None of these collections have a separate count field to distinguish how much of the available capacity (block size) is used. That’s slightly awkward, but I didn’t want to add more bytes to the header. What I’m doing so far in Dict and Array is leaving null values at the end. This works well with Dict because its key sort puts the nulls last, so operations are still O(log n). It’s a bit awkward for Array, though; the count and append methods have to scan backwards to find a non-null item. But insert isn’t slowed down; it just pushes items ahead to the next slot until it hits a null.

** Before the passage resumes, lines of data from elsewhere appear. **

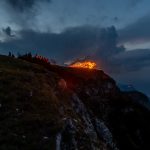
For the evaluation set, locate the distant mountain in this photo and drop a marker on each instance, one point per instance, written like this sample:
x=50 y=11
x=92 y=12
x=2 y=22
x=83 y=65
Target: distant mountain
x=49 y=107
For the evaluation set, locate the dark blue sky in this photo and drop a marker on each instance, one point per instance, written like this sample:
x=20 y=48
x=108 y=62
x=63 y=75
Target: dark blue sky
x=114 y=32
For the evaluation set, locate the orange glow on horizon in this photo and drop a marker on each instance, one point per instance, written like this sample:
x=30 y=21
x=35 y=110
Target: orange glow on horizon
x=85 y=64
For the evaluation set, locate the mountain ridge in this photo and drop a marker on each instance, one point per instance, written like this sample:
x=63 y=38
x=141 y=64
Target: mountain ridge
x=62 y=108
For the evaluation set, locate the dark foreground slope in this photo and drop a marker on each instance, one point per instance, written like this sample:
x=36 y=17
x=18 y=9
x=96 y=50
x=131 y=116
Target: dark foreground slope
x=67 y=109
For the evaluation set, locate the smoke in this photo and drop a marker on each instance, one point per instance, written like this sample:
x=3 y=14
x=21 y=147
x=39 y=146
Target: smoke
x=71 y=43
x=136 y=32
x=24 y=5
x=8 y=31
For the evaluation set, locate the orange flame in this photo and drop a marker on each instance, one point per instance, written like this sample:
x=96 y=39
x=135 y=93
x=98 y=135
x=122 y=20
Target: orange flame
x=85 y=64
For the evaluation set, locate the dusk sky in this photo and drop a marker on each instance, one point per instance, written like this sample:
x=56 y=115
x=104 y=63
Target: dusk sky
x=115 y=33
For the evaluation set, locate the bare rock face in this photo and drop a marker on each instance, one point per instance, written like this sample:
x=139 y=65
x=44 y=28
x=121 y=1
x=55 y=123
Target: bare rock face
x=62 y=108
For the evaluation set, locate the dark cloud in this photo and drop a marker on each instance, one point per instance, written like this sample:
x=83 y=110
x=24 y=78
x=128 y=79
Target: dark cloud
x=129 y=61
x=8 y=31
x=137 y=31
x=133 y=3
x=22 y=5
x=69 y=44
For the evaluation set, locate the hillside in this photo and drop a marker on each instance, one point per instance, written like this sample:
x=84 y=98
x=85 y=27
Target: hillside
x=54 y=107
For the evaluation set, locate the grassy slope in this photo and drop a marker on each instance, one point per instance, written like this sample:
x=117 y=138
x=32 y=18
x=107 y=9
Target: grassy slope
x=27 y=103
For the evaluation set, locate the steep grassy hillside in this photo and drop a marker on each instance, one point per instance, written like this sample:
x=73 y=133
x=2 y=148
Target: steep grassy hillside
x=53 y=107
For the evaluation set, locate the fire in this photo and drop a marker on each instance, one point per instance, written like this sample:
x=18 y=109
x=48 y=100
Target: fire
x=85 y=64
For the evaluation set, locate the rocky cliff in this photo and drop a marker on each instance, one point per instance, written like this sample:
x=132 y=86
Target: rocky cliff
x=63 y=108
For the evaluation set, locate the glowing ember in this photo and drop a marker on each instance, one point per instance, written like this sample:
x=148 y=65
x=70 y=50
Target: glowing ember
x=85 y=64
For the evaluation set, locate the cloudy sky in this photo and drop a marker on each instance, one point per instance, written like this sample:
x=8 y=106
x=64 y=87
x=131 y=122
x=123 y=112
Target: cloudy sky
x=116 y=33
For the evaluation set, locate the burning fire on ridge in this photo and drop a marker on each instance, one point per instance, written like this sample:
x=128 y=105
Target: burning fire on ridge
x=84 y=64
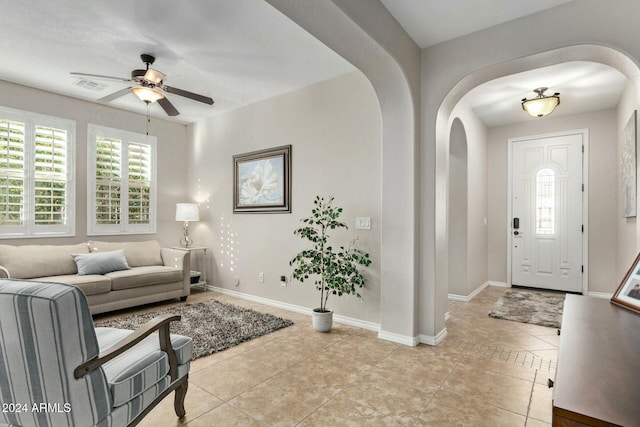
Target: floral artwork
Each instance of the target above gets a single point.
(628, 293)
(262, 180)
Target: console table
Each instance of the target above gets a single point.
(191, 249)
(598, 373)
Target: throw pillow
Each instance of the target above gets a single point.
(100, 263)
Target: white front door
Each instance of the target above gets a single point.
(546, 224)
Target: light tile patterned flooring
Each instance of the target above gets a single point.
(487, 372)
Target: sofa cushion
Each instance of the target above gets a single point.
(138, 254)
(30, 261)
(143, 276)
(141, 367)
(91, 284)
(100, 262)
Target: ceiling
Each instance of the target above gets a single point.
(244, 51)
(583, 86)
(430, 22)
(237, 52)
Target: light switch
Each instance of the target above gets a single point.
(363, 223)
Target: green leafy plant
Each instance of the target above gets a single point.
(335, 270)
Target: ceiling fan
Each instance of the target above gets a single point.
(148, 85)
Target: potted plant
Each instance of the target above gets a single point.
(335, 271)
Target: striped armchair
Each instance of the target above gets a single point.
(56, 369)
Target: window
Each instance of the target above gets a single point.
(545, 201)
(121, 182)
(37, 185)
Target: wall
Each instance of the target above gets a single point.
(172, 159)
(476, 273)
(458, 208)
(602, 219)
(334, 128)
(627, 239)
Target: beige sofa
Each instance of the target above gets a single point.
(154, 273)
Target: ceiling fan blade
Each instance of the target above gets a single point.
(98, 76)
(168, 107)
(187, 94)
(115, 95)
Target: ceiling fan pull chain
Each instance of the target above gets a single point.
(148, 116)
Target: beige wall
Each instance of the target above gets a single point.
(475, 205)
(602, 187)
(627, 230)
(172, 158)
(334, 128)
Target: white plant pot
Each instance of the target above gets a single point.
(322, 321)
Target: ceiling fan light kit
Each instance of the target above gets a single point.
(541, 105)
(147, 94)
(149, 87)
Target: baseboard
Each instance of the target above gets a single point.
(602, 295)
(345, 320)
(467, 298)
(399, 339)
(433, 340)
(498, 284)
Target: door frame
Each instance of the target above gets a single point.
(585, 199)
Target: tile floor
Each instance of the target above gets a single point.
(487, 372)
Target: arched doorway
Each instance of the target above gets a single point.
(593, 53)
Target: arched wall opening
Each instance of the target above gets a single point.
(594, 53)
(458, 209)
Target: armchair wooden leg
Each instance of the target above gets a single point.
(178, 402)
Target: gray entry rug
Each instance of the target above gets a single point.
(213, 325)
(536, 307)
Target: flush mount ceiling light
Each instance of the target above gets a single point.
(147, 94)
(541, 105)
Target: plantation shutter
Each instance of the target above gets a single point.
(121, 182)
(139, 183)
(108, 174)
(12, 173)
(50, 176)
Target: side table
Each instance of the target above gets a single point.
(193, 249)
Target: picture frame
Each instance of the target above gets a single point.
(628, 165)
(628, 293)
(262, 181)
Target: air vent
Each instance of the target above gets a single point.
(90, 85)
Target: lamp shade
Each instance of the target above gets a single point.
(541, 105)
(187, 212)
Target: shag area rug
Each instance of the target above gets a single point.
(213, 325)
(536, 307)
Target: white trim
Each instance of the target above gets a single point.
(499, 284)
(472, 295)
(399, 339)
(603, 295)
(345, 320)
(585, 199)
(433, 340)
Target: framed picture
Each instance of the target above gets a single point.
(628, 293)
(628, 167)
(262, 181)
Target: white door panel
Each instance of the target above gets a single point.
(546, 239)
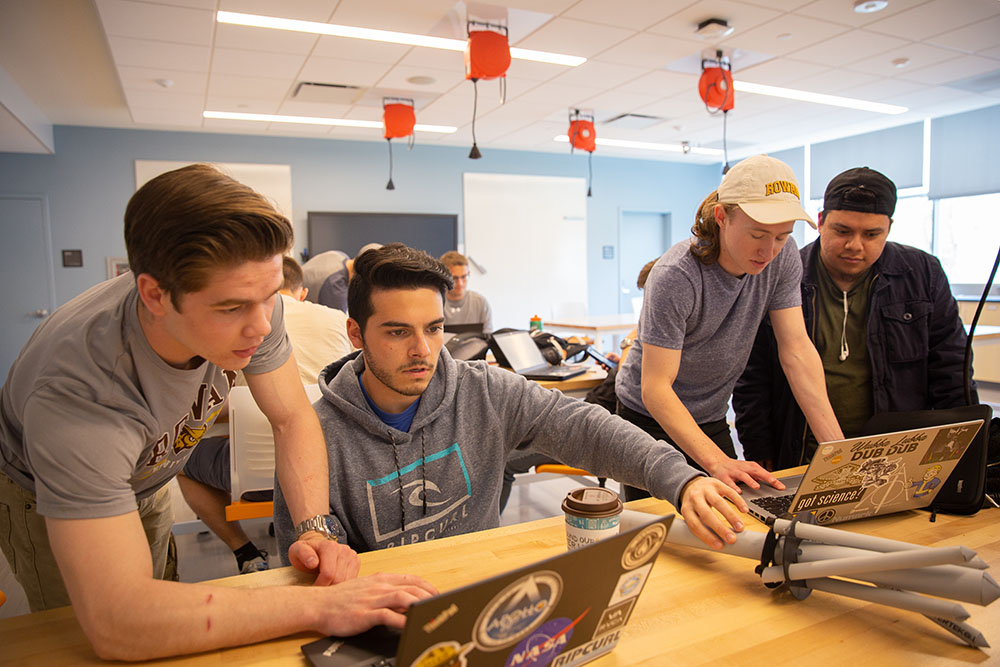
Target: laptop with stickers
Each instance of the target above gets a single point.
(563, 611)
(869, 475)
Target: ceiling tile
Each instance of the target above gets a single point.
(848, 47)
(444, 80)
(841, 11)
(649, 50)
(416, 17)
(572, 37)
(303, 10)
(345, 72)
(779, 72)
(146, 53)
(249, 38)
(311, 109)
(661, 82)
(247, 104)
(634, 14)
(981, 35)
(256, 63)
(360, 49)
(599, 74)
(231, 85)
(159, 116)
(740, 16)
(160, 22)
(957, 69)
(770, 37)
(152, 99)
(142, 78)
(935, 17)
(920, 55)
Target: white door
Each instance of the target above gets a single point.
(26, 276)
(643, 236)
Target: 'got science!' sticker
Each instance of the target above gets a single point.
(542, 646)
(517, 610)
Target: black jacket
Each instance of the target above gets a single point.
(916, 344)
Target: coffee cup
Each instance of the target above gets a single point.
(592, 514)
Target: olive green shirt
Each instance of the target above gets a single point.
(848, 380)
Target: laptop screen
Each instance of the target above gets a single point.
(520, 350)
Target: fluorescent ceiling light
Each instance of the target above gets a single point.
(409, 39)
(818, 98)
(646, 146)
(316, 120)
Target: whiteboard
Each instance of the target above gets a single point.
(274, 181)
(529, 234)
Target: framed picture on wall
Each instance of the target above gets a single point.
(116, 266)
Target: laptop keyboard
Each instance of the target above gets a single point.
(776, 505)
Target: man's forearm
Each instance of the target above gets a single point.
(804, 371)
(303, 467)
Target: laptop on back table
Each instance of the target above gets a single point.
(563, 611)
(519, 352)
(869, 475)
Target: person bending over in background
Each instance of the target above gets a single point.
(108, 398)
(417, 440)
(462, 305)
(702, 299)
(881, 315)
(317, 334)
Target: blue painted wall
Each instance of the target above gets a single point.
(90, 178)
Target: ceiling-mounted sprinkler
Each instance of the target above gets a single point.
(398, 118)
(487, 56)
(716, 90)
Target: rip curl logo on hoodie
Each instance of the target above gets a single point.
(446, 489)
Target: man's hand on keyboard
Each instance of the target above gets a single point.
(703, 499)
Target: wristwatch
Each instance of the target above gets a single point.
(321, 523)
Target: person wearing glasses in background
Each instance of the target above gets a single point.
(462, 305)
(704, 300)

I’ve also tweaked the garbage collector so that when it copies an Array or Dict, it truncates the empty space. This seems like a good idea in general, but I suspect it will have some awkward edge cases where you allocate an instance with extra space to fill in, but allocating the objects to put in it triggers a GC, which gets rid of the empty space… Perfect solution TBD.

The Garbage Collector

smol_world has a simple copying garbage collector that uses the venerable Cheney algorithm. It takes a second Heap as the destination, and copies all the live objects from your Heap into it, then swaps the two Heaps’ pointers so your Heap now contains the newly-copied objects.

In a traditional “semispace” setup you’d keep both Heaps around and let the collector alternate between them, but it’s not required: you can just malloc the second heap on the fly when it’s time to collect and free it afterwards.

Roots & Handles

Any garbage collector needs to be given root pointers to start scanning from.

A Heap has a root property you can set to point to its root/global object.

For temporary stack-based references you should use Handle objects. A Handle<T> is a reference just like a T, but it’s also known to the Heap as a root. (Its constructor registers it with the current Heap; the destructor unregisters it.) This means that any object pointed to by a Handle won’t be discarded when the GC runs; and also, the GC will update the pointer stored in the Handle with the object’s new address after the collection.

Conversely, this means that if you have a non-Handle object reference, like just a String or Array variable (or a Value referencing an object), and then the GC runs (explicitly or due to the heap filling up), you’re in trouble. That object might be destroyed as garbage, and even if it isn’t, it’s been moved to a different address and your reference is now bogus. Don’t do this!

The guideline is:

  • Handles are slightly more expensive than regular references, so you may not want to always use them.
  • If the code you’re writing doesn’t create any objects, nor calls any code that does, it’s safe to skip using Handles.
  • If you create an object, or call a function that does, then any references that traverse that call (were created before and used afterwards) must be Handles.

(Old-school classic MacOS programmers like myself will recognize the similarity to the use of handles in the memory manager, and for basically the same reason.)